Es ist allseits bekannt, dass in aller Regel der multimorbide Alterspatient, der in einer stationären Alteneinrichtung betreut wird, durch freiberuflich tätige „Hausärzte“ medizinisch behandelt wird. Der angestellte Heimarzt ist also die absolute Ausnahme und wir kommen nicht umhin festzustellen, dass Kooperationsprobleme zwischen dem Arzt und dem Altenpflegepersonal und freilich umgekehrt nicht selten die Ursache für behandlungspflegerische Defizite darstellen. Mit Blick auf die medizinisch arbeitsteiligen Prozessen hat sich zunehmend ein Problembereich aufgetan, der dringend einer offenen und nicht von spezifischen Interessen geleiteten Diskussion bedarf. Sofern der Arzt für sich das Primat der ganzheitlichen Krankenversorgung in Zeiten der Emanzipationsbemühungen auch der Altenpflege für sich reklamiert, wird ihm ein Mehr an Kompetenzen in der medizinischen Behandlungspflege einschließlich eines Weisungsrechtes einzuräumen sein. Dies scheitert nicht selten an der irrigen Rechtsauffassung mancher Pflegerechtler, die da meinen, allein mit der Anordnung des Arztes sei der Arzt seinen Verpflichtungen gegenüber seinem Patienten nachgekommen. Bei einer derartigen Auffassung wird vollends verkannt, dass der Arzt neben der Anamnese, Diagnose auch die Therapie zunächst ad personam schuldet und demzufolge auch zu verantworten hat. Die Berufsverbände der Pflege tragen in einem erheblichen Maße dazu bei, dass hier zu Lasten der Patienten das Primat der ärztlichen Therapie bestritten wird und demzufolge der Arzt in der Folge nur noch dann gerufen wird, wenn vielfach das „Kind in den Brunnen“ gefallen ist. Die Pflegevisite durch die Pflegenden ersetzt nicht die gebotene Therapieevaluation des Arztes, zu der er grundsätzlich verpflichtet ist. Mit Blick auf den multimorbiden Alterspatienten wird er hierzu gar regelmäßig verpflichtet sein, da dass Krankheitspanorama eines Alterspatienten in aller Regel vielschichtiger Natur ist und demzufolge besondere Anforderungen an die Evaluation des therapeutischen Erfolges zu stellen sind.
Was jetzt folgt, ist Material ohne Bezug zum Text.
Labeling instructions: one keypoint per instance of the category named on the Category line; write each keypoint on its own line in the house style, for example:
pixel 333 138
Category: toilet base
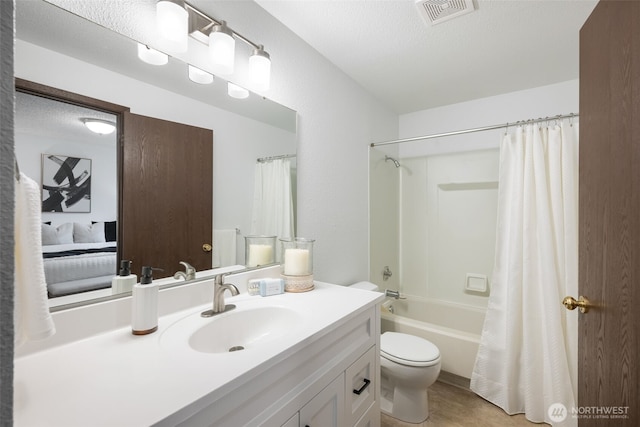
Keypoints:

In diesem Sinne macht es auch Sinn, dass einige Landesärztekammern ihre im Übrigen nicht zutreffende Rechtsauffassung aufgeben, wonach der Arzt zur Dokumentation resp. zur Gegenzeichnung der Anordnung und der Absicherung des therapeutischen Erfolges einschließlich der gebotenen Handlungsanweisungen an das nichtärztliche Assistenzpersonal nicht (?)verpflichtet sei.

Hier könnte ein klärendes Wort der BÄK dazu beitragen, dass die unterschiedlichen Auffassungen in den Kammerbezirken mit Blick auf einen bundeseinheitlichen Standard harmonisiert werden!

Die medizinische Betreuung des Alterspatienten - auch eines stationär zu betreuenden Patienten - liegt bei den Hausärzten in guten Händen und ihm sollte es nicht verwehrt sein, auch diesbezüglich Weisungen gegenüber dem nachgeordneten Pflegepersonal erteilen zu können.